Hudson is correct that “no one who knew or liked a black feminist” was fooled by the foolish frauds incompetently posing as such online. But no one else was fooled by them either.

Some, however, chose to pretend to be fooled — chose to participate in the foolery. These were not merely people who did not know or like any black feminists, but people who emphatically did not want to ever know or to like them:

… The mockery #EndFathersDay made of an increasingly influential online feminist movement became predictable catnip to conservatives. Tucker Carlson devoted a segment to it. Ashe Schow in the Washington Examiner called it the latest “drivel” “from the feminist outrage machine.” Dan McLaughlin tweeted that the hashtag was “a neat illustration of the cultural trajectory of progressivism.” “#EndFathersDay Because it’s really just Second Caregiver of Unspecified Gender Identity Day, you cisnormative a**holes,” mocked Ben Shapiro. What these commentators were missing was that the #EndFathersDay campaign was a hoax, started by anonymous trolls on 4chan to engender exactly the vitriol that pundits so readily stepped up to spew.
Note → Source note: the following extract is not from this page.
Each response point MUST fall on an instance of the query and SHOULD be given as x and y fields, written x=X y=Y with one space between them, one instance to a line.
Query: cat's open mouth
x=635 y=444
Carlson and Shapiro claim to be telling us what they “believe,” but their claim to “really” believe it is not credible. They are not telling us what they believe to be true, but what they wish to be true. And thus by revealing their own eagerness to bear false witness against their neighbors, they bear true witness against themselves.


Rachelle Hampton has offered these bearers of false witness an opportunity for redemption. Her article affords them the grace of a second chance — a chance to retake the test they failed the first time around. More than that, it requires them to retake that test, thereby providing not just an opportunity for redemption but also the opportunity to double-down on their earlier failure.

And what is the test? Here, again, is C.S. Lewis cutting through our pretense and reminding us that toxic bad faith is knowable, measurable, and confirmable. It is also, he warns, terminal:

The real test is this. Suppose one reads a story of filthy atrocities in the paper. Then suppose that something turns up suggesting that the story might not be quite true, or not quite so bad as it was made out. Is one’s first feeling, “Thank God, even they aren’t quite so bad as that,” or is it a feeling of disappointment, and even a determination to cling to the first story for the sheer pleasure of thinking your enemies are as bad as possible? If it is the second then it is, I am afraid, the first step in a process which, if followed to the end, will make us into devils.